Health care financing policy for hospitalized pediatric patients
E. Munoz, D. Chalfin, J. Goldstein, R. Lackner, K. Mulloy and L. Wise
Department of Surgery, Long Island Jewish Medical Center, New Hyde Park, NY 11042.
Prospective hospital payment systems using the federal Medicare DRG payment
model are changing hospital reimbursement. Currently, many states have
adopted diagnosis related group (DRG) prospective "all payer systems" using
the federal model. All payer systems, whereby Medicaid, Blue Cross, and
other commercial insurers pay by the DRG mode, prevent cost shifting
between payers. New York state has used an all payer system since Jan 1,
1988. This study simulated DRG all payer methods for a large sample (N =
16,084) of pediatric patients for a three-year period using the New York
DRG all payer reimbursement system now in effect. Medicaid pediatric
patients had (adjusted for DRG weight index) a longer hospital stay and
greater total hospital cost compared with pediatric patients from Blue
Cross and other commercial payers. Medicaid pediatric patients also had a
greater severity of illness compared with patients from Blue Cross and
other payers.
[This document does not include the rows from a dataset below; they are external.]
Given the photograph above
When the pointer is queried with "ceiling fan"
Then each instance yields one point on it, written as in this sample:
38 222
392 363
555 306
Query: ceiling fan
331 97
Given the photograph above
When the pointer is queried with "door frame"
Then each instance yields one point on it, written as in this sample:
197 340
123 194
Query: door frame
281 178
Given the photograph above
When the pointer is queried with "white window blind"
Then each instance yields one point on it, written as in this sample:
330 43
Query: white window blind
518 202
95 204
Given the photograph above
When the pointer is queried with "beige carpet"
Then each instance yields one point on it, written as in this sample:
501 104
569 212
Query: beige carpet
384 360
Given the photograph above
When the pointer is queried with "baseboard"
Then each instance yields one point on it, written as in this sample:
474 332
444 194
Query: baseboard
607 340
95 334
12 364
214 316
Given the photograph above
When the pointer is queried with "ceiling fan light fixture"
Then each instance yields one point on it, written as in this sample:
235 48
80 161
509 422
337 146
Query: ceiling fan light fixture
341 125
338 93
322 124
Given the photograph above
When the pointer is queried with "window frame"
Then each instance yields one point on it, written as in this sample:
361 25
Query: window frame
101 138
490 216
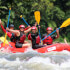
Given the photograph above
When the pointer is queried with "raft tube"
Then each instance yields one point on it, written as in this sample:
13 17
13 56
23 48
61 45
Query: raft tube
54 47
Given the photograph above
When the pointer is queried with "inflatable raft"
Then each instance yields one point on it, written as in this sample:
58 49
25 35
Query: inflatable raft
54 47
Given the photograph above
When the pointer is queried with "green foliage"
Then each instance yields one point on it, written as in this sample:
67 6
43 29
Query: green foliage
53 13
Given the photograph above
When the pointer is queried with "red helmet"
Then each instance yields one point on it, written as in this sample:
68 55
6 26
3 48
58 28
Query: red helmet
49 28
22 26
33 27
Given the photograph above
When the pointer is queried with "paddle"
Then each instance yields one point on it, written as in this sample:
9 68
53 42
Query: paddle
2 40
37 18
7 27
24 20
64 24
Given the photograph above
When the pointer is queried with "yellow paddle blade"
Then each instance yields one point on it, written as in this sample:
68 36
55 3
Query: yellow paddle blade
65 23
37 16
5 39
2 40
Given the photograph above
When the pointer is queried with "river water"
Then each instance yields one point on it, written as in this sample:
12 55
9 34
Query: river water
32 60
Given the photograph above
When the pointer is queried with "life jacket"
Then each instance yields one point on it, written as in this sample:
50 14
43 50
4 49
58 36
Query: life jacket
34 38
48 40
21 38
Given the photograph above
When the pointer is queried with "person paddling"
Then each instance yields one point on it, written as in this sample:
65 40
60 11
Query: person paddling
9 34
49 40
21 36
34 37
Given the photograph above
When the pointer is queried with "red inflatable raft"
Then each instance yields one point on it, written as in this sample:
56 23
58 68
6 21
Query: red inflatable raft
54 47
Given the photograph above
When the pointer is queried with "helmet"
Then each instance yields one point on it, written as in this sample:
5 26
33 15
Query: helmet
11 25
49 28
33 27
22 26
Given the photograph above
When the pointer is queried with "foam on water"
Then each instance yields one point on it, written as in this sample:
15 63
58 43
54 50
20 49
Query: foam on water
35 61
Pediatric patients in all payment groups (ie, Medicaid, Blue
Cross, and other commercial insurers) generated financial risk under the
DRG all payer scheme. Medicaid pediatric patients generated the greatest
financial risk, however. These data suggest that state and private payers
may be under-reimbursing for the care of the hospitalized pediatric patient
using the DRG prospective hospital payment scheme. Health care financing
policy for pediatric patients may limit both access and quality of care.